Опанас Иванович пробрался к дивану и осторожно присел на его край.
— Это что за народ? — устало спросил он, поеживаясь от сырости.
— Актив, — засмеялся Григорий, — уполномоченный Заготзерна, те двое по кооперации, в углу — артисты.
— Да откуда же вас чорт принес? — удивился Опанас Иванович. — Кругом немец… а вы… не к нему стремились?
— Да никуда они не стремились, в том и фокус, — сказал Григорий. — Пятнадцать тысяч зерна оставлено, свиноферма, три сельпо… А это, можешь представить, агитбригада. Ко мне ехала. Фокус!
— Да ведь души живой в степи не было… — начал было Опанас Иванович.
— Не было. Нас не было — так и их не слыхать. Жизнь, Иваныч! — И широкое, с красивым, блестяще бронзовым лбом лицо Григория засветилось детским тщеславием.
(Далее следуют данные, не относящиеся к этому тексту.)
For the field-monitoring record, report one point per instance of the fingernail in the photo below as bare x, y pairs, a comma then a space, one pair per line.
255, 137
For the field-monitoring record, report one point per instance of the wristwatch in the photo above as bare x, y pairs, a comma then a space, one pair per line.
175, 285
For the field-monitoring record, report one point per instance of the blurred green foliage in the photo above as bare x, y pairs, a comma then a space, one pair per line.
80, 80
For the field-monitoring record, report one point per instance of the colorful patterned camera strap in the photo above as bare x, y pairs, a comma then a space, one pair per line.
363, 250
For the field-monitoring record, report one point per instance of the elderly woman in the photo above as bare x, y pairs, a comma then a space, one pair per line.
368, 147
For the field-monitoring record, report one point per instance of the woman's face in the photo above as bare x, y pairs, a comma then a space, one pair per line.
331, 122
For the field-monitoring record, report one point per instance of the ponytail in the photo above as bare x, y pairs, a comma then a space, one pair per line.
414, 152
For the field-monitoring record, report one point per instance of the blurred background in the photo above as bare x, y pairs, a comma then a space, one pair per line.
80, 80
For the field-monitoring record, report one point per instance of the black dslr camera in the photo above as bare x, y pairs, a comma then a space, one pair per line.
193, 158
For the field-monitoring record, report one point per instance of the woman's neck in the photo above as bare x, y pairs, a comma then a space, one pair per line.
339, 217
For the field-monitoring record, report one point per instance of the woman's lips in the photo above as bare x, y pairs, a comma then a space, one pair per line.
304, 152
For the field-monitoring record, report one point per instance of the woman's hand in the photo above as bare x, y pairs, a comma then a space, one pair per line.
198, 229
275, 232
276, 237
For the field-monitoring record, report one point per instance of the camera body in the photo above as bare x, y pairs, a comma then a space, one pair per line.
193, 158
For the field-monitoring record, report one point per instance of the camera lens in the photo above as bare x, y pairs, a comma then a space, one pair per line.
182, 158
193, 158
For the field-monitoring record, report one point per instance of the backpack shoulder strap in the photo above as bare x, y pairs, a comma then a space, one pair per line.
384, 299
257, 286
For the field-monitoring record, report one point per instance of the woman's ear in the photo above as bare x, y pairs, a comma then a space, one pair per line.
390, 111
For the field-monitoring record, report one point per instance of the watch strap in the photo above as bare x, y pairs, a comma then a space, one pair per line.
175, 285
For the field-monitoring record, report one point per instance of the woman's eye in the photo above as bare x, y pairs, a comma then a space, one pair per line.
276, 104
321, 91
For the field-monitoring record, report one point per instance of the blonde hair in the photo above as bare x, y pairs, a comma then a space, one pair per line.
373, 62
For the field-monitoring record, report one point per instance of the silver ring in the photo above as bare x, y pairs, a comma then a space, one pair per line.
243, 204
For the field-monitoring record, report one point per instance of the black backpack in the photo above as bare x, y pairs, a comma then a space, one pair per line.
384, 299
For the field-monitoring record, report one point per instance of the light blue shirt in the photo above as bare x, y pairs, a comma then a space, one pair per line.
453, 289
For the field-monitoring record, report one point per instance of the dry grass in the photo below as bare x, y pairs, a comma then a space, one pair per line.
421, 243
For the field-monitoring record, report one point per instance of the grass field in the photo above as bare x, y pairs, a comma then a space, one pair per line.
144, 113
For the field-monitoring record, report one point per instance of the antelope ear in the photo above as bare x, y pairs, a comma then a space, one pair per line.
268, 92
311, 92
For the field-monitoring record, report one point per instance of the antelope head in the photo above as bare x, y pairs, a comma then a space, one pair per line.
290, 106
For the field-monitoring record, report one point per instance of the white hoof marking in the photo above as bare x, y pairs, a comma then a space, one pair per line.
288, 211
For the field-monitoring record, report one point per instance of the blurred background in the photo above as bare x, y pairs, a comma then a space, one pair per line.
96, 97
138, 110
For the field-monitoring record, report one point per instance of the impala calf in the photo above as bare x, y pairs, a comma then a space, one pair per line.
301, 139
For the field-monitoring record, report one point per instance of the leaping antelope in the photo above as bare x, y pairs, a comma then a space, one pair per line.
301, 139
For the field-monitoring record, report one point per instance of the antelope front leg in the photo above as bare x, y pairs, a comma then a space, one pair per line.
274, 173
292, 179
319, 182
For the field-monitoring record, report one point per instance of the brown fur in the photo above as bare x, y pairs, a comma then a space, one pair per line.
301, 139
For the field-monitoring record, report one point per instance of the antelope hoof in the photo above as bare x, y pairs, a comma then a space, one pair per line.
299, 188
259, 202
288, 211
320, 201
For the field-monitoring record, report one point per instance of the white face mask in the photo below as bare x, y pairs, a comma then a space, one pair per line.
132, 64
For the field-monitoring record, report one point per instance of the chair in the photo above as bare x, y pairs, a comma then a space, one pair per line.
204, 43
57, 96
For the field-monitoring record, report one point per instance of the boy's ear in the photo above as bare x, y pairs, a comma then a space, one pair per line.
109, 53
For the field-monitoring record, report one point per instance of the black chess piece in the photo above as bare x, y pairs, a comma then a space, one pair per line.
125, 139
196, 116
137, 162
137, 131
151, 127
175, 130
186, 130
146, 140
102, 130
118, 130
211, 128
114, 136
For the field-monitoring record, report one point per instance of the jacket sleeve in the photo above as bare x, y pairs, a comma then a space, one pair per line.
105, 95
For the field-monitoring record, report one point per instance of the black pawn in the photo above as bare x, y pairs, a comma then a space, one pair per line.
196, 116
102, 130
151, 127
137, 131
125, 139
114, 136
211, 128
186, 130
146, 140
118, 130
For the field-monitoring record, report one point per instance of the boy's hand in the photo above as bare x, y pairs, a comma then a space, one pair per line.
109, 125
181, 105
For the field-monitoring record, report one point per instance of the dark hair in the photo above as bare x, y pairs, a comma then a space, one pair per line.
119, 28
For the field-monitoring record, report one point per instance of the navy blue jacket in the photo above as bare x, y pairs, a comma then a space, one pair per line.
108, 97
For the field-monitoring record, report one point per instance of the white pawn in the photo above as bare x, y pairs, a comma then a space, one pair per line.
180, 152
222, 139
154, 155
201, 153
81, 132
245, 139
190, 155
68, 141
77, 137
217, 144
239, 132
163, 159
— Сутки еще побьемся — тысячи сойдутся…
— Это точно.
— Да мы ж не Тарасы Бульбы, вы меня, конечно, простите, — сказал из своего угла Илюнька. — Это в тое время бесшабашная война шла вручную, а почитайте газеты, почитайте, какие условия требуются…
Все примолкли. Даже раненые перестали стонать и охать.
— Возьмем связь… Глаза и уши, верно?.. А где они? Или такой предмет, как продовольствие… Ведь третий день без нормальной пищи… Тут сам Тарас Бульба драпака даст. Вполне законно.
Опанас Иванович, не веря себе, глядел на Илюньку.
— Ты что… ты откуда такие слова, а?.. При мне, сукин сын, при мне… при командире… Вот вскормил, вспоил аномала. Вон, задохляй! — закричал он беспомощным старческим голосом. — Смертью казню! Гриша, что же ты смотришь? Исключается из семьи, подлюга!.. На веки вечные, будь ты проклят!.. Как тебя Верка ухватом не запорола, Штрауса окаянного!.. Вон, говорю!
Опасливо пробираясь меж ранеными, Илюнька исчез за дверью. Лицо его выражало недоумение и как бы стыд за тестя. Григорий хохотал, прикрыв лицо папахой.